A robust campaign dubbed #MTNMweddeko has now been embraced by many tweeps, with majority sharing their past experiences with the system and other giving views on how this policy is illogical and too slow to help a customer.

MTN, on the other hand, say they can’t break protocol if even the rules are unfair; they say they have boosted their interface to allow users to recognise people they are sending money to avoid such issues.

Amidst this public uproar, UCC Executive Director Godfrey told Reuters on Wednesday that he was going to enlist a team that would investigate into the matter, emphasising that they won’t renew the company’s license before this is sorted.

MTN Uganda’s 20-year licence, secured in 1998, expires in October.
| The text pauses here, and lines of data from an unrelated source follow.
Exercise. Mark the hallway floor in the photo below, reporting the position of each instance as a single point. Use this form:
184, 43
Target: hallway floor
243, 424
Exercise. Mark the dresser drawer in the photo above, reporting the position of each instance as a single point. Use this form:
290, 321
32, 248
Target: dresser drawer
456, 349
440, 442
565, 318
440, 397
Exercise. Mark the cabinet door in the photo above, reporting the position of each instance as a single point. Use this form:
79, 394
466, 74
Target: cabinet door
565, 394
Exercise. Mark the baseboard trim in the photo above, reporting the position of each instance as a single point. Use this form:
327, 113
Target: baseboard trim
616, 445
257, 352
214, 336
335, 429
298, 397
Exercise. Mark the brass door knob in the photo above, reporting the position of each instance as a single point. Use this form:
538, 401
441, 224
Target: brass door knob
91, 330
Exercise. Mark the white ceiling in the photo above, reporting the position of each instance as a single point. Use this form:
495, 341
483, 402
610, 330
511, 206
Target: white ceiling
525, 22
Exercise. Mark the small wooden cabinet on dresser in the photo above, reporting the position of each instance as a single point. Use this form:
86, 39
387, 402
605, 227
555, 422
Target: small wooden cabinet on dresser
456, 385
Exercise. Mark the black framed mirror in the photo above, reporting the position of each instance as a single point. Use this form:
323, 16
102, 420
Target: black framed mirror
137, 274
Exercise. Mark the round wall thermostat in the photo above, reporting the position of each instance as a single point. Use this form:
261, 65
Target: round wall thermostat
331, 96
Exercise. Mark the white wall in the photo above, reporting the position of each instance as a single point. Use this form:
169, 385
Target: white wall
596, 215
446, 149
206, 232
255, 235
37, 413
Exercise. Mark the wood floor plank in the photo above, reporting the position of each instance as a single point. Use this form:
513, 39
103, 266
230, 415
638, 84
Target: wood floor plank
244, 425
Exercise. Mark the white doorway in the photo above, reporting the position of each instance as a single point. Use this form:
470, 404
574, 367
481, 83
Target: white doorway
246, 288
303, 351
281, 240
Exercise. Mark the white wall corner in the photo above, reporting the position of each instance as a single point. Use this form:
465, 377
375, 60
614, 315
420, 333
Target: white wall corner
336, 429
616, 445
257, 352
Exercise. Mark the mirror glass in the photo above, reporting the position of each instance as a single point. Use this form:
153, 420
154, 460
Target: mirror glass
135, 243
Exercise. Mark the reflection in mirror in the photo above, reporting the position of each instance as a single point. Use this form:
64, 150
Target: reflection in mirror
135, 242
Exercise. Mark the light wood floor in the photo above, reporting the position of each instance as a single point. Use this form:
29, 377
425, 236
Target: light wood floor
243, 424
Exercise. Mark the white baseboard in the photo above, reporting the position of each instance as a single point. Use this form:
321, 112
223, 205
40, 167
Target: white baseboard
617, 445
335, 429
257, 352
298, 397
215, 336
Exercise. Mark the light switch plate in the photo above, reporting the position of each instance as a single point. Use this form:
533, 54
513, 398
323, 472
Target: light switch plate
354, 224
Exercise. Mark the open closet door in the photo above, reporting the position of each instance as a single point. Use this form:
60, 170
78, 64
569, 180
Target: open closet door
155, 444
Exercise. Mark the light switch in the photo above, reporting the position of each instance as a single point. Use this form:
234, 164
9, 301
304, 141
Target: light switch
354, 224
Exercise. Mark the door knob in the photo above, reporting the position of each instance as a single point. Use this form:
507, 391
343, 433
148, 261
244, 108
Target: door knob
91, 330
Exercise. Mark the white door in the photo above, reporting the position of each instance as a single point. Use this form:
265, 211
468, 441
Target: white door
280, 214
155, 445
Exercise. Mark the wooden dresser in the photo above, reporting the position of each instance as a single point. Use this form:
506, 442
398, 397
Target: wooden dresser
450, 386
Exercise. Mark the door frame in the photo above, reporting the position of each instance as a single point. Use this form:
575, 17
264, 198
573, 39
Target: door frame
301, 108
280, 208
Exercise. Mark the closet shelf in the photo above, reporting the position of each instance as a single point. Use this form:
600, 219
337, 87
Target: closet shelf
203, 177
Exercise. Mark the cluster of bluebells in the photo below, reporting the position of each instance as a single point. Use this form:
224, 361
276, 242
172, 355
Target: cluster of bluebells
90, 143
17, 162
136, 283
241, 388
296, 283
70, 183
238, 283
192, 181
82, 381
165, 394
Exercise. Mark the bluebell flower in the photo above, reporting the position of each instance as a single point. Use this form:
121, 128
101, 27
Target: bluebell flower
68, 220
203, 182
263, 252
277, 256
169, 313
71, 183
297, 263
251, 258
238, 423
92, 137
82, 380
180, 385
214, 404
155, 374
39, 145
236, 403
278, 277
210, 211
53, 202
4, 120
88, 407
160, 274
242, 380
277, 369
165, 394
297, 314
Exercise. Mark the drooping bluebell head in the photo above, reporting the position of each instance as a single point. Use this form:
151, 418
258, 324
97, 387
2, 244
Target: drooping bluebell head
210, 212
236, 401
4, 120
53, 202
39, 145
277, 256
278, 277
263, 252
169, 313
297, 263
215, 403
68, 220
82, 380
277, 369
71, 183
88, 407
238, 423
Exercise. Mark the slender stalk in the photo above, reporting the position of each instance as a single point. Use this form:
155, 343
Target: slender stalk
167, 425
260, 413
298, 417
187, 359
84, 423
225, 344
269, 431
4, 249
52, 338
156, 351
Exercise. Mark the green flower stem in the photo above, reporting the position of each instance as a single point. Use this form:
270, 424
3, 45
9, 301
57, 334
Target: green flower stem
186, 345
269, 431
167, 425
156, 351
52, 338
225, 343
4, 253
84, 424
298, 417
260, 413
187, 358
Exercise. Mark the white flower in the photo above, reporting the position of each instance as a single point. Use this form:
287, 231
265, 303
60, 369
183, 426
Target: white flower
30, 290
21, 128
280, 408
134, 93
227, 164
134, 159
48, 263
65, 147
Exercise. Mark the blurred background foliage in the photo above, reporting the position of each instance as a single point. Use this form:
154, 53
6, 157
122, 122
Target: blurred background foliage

On April of this year a public hearing was held and the communications regulator, interestingly, commended MTN for its 20 years of quality service.

The commission is mandated under section 5(1) (J) of the Uganda Communications Act 2013 to receive, investigate and arbitrate complaints relating to communications services and take necessary actions.

Speaking to SautiTech on Thursday, Pamela Ankunda, the commission’s head of public and international relations, said the investigation won’t be only about mobile money but other issues the public has been complaining about.

When asked for details of the investigation Ankunda asked us to call her after an hour, saying she was “moderating a session”, but after that time, she couldn’t pick up our phone.

If this investigation is carried out, it may end up extending to other telecom operators since they also, even when they differ in other areas of the mobile money service, say they can’t help a customer once the wrong receiver has withdrawn money.

Nearly all of Uganda’s 24 million mobile subscribers also have a mobile money account, according to UCC.

MTN is the biggest telecommunications company in Uganda, and in 2017 it reported a revenue growth of more than Sh1.3 trillion.

Before the move by UCC, Dr. Kabumba had called on MTN officials to either come for a dialogue on revamping the company’s policies or he launches a lawsuit against the company’s policies. MTN opted for the latter.